Not a fan of anything even kind of connected with the Kardashians, I was extremely skeptical of the motivation of Bruce Jenner to become Caitlin Jenner. Sorry, but I really suspected it may well be a last-ditch effort at grabbing the spotlight somehow. Besides, with the financial backing to pay for 50 makeup artists and 150 stylists, if so desired, Tom Selleck could pull off an evening gown and look quite good his own damn self.
But then I came to see how Caitlin has not sought to discard the soul essence of Bruce. More than trying to emanate ‘woman’, Caitlin seems more interested in emanating authenticity. At minimum, Caitlin has handled this transition with dignity.
I throw the Caitlin thing into the ring because — although about as far as the pendulum swings when it come to males embracing their feminine aspects — this has definitely been a consciousness-shifting event. It may be more accurate to say it’s its own consciousness-shifting vortex. Literally armies of transsexuals came before Caitlin Jenner but none of them were an Olympic-medaled hero hailed by testosterone-fueled men the world over.
This is the pinnacle of male embracing his female side. This is Mars with a clit spread-eagle before God and man. Straight man who plays football and spits on the sidewalk and likes sex with clits.
Sure, men as a whole have softened quite a bit the last couple of decades. I think, though, that we are undergoing changes that make a strong case for accelerated growth. In this case, accelerated acceptance. Not just of others but of what’s beginning to be revealed inside ourselves. How much easier is it to work with the universe than against? Not much of a contest, really.
Change of this sort is no small feat. There are numerous layers of reconsidering, reprioritizing and unlearning that require our full credence. Even if Phillip had yielded to some kind of prolonged hug or some kind of letting go into the man who stood before him two years ago, it is not likely that would have resolved such needs in him forevermore. Depending on his psychological outlook, it may have even caused greater conflict for him.
But if perceived as a gratifying experience, I feel it would have likely made it clear to Phillip that room needed to be made in his life to fill this void. For a small-town straight guy with a wife and kids, I can understand how unrealistic that seems. But that’s only because we haven’t exactly allowed this sort of dynamic to be real for us yet. It’s happening, though. I’ve been feeling it.
Hey Rob – I am very sorry to hear of your loss. I hope you are all right. xx
To a great extent we had drifted apart over the many years. I guess any feelings I’ve had are pangs of regret for him that he threw it all away for a completely incorrect illusion. Whatever that was.
Anyway, Amy, I appreciate your message =]
The games “straight” men play can and do have devastating results.
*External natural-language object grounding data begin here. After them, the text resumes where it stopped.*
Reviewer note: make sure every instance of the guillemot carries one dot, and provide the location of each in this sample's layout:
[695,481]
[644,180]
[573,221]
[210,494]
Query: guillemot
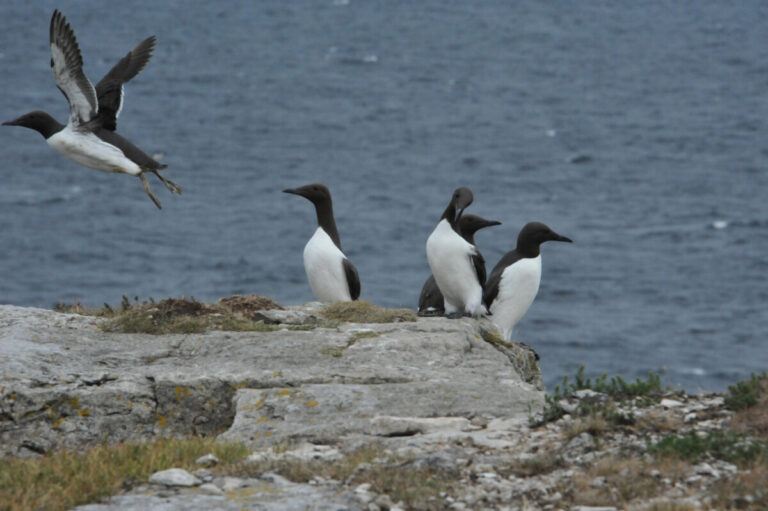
[431,301]
[332,277]
[514,281]
[89,137]
[453,263]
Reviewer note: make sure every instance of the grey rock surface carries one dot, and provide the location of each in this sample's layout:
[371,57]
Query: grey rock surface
[270,492]
[66,383]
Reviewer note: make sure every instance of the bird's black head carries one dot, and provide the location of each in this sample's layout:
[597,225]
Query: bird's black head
[316,192]
[533,235]
[470,224]
[38,121]
[462,197]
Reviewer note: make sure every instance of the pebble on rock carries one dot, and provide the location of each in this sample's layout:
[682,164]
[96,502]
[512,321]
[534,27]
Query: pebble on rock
[174,477]
[208,459]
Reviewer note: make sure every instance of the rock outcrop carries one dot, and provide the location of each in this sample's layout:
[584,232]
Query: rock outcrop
[67,383]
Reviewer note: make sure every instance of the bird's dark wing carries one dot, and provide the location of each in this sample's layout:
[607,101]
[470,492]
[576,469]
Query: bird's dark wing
[67,66]
[110,89]
[431,300]
[479,261]
[491,289]
[353,279]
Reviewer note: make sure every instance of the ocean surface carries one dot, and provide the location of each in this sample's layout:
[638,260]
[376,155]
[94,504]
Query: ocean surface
[638,129]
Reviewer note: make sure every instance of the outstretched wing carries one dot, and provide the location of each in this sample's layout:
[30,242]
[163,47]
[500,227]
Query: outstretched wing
[110,89]
[67,66]
[353,279]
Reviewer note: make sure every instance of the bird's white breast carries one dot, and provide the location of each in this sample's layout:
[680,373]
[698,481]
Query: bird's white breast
[87,149]
[518,286]
[324,263]
[449,256]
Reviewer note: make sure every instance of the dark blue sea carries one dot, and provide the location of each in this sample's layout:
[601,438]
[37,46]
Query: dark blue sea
[638,129]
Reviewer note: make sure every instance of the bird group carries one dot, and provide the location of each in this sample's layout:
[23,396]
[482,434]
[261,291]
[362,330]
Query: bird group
[458,284]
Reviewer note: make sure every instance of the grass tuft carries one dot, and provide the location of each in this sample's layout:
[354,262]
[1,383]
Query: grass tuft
[747,393]
[366,312]
[65,479]
[617,390]
[185,315]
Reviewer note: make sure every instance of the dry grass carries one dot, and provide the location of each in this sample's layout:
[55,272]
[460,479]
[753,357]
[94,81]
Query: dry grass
[65,479]
[624,480]
[753,420]
[594,424]
[670,506]
[527,467]
[417,486]
[737,491]
[658,421]
[366,312]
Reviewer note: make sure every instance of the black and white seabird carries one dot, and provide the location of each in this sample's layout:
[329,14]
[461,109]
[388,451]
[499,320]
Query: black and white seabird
[89,137]
[331,275]
[431,301]
[514,281]
[453,261]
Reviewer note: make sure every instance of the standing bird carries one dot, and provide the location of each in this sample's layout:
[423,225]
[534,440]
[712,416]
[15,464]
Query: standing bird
[431,301]
[514,281]
[331,275]
[454,262]
[89,137]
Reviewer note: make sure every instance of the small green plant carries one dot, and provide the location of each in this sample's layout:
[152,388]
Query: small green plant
[725,446]
[745,394]
[365,312]
[640,392]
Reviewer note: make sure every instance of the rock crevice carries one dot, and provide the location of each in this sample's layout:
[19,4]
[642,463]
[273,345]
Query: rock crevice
[67,383]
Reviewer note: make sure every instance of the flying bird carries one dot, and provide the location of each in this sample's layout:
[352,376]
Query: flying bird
[89,137]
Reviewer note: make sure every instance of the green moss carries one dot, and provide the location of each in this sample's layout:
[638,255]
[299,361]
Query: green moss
[746,394]
[640,392]
[366,312]
[188,316]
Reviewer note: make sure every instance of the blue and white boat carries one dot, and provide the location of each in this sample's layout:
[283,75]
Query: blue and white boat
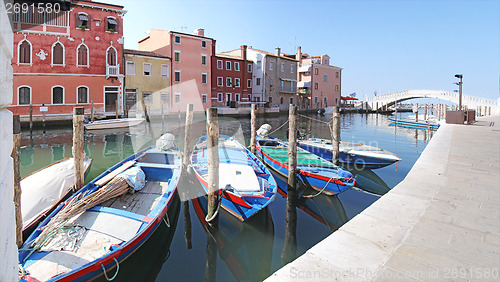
[246,185]
[322,175]
[360,155]
[95,241]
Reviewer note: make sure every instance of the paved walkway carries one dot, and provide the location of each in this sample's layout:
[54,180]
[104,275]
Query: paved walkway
[442,222]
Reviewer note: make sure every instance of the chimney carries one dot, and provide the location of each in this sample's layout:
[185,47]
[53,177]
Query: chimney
[298,57]
[243,49]
[199,32]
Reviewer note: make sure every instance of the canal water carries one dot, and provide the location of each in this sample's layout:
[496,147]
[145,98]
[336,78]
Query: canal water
[188,250]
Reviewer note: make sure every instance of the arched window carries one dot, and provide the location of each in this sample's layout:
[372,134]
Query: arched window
[111,56]
[24,93]
[24,52]
[82,94]
[57,95]
[57,54]
[83,55]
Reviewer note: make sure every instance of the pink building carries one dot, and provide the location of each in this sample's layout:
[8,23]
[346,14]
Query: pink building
[319,83]
[191,65]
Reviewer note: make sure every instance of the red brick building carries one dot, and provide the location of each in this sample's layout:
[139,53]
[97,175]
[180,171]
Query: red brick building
[63,59]
[231,79]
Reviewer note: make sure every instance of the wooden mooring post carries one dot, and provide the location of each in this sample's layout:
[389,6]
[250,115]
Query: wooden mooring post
[253,126]
[213,165]
[78,154]
[17,178]
[336,135]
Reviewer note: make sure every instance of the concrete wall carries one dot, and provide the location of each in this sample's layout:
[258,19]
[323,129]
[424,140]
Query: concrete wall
[8,249]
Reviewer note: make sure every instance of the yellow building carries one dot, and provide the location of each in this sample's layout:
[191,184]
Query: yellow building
[147,78]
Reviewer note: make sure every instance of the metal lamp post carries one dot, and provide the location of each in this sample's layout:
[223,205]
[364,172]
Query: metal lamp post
[460,76]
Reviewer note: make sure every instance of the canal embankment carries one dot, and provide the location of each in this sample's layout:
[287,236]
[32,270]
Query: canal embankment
[442,222]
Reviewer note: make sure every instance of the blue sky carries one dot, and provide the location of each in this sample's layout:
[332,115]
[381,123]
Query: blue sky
[382,46]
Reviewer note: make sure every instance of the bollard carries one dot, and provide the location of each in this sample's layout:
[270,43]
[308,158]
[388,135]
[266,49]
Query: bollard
[213,165]
[187,135]
[253,126]
[78,116]
[17,178]
[336,135]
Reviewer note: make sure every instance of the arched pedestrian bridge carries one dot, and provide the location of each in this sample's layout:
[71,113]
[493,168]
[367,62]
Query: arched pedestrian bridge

I know of several similar situations that ended this way when the pressure was far too great to process.
Truly unfortunate and sad when suicide is the ,alleged, only solution .
vince
Your response means a great deal to me, Vince. I’m not always quite sure how the message of the piece is coming across to readers.
Indeed, I don’t believe an attempt to escape achieves anything anyone wanted.
Albeit slowly, I look to the possibility that we’re moving toward a time when we’ll wonder what the big deal was about accepting our truth.